The House on Monday rejected legislation that would add $2 billion in new funding for the Department of Veterans Affairs’ Veterans Choice Program, which allows former servicemembers to get non-VA medical care if they face extended wait times or live more than 40 miles from a VA medical center.
The Republican leaders were apparently confident that the funding would pass easily, as they brought it up as a suspension bill, which would have allowed them to pass it more quickly with a two-thirds majority vote.
However, almost all Democrats voted against the bill; it failed in a 219-187 vote. Republicans may try to pass it again under regular order with a simple majority.
The Choice Program was created in 2014 after stories became public about veterans having to wait weeks and weeks to get VA health care.
The VA worries that the funding for the program will expire in mid-August rather than at the end of the current fiscal year. So VA Secretary David Shulkin wrote a letter to the House Veterans Affairs Committee asking for Congress to quickly approve new funding.
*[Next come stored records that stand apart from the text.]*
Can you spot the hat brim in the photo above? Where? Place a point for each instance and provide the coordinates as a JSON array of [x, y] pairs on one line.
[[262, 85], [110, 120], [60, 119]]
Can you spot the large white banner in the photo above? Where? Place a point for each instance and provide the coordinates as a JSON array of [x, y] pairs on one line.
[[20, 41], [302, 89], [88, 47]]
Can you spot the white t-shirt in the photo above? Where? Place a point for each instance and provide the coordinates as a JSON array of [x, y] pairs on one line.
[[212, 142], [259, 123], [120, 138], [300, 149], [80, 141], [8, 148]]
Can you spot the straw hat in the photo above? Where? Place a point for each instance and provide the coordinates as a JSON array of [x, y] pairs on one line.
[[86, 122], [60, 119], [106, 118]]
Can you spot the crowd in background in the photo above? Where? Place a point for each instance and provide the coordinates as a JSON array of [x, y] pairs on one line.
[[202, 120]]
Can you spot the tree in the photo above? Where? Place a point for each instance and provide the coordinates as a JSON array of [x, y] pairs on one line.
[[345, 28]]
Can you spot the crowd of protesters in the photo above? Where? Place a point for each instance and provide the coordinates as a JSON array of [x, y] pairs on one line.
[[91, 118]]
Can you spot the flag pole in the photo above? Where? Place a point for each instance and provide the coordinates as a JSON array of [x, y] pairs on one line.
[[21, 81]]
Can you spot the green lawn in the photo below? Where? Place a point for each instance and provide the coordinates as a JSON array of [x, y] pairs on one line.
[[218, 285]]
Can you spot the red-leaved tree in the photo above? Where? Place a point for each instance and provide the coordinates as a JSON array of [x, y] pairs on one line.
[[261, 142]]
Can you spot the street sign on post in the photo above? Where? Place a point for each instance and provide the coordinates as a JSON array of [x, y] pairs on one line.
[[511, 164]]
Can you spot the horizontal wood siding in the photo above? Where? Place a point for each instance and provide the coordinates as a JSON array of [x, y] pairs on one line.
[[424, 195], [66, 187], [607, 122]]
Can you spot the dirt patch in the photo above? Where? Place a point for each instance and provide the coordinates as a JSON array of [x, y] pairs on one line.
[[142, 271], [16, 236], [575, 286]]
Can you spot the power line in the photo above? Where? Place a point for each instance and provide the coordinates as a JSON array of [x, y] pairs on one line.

However, the new funding aroused opposition from some major veterans service organizations. The Veterans of Foreign Wars, Vietnam Veterans of America, and the Iraq and Afghanistan Veterans Association said in a statement that the bill dismisses funding for health programs.
Democrats may have used this reasoning to vote against the bill. But Concerned Veterans for American speculated that that groups opposing the bill may just be opposed to any choice program.
“This is a transparent attempt by some of these veterans service organization to kill the Choice Program,” CVA policy director Dan Caldwell told the Washington Examiner.
CVA executive director Mark Lucas also criticized Democrats for their surprising flip on the bill, saying that they spread false information to connect the bill to unnecessary VA spending.
Republicans will be scrambling to fix this disappointing setback due to the House’s August recess peering around the corner at the end of this week.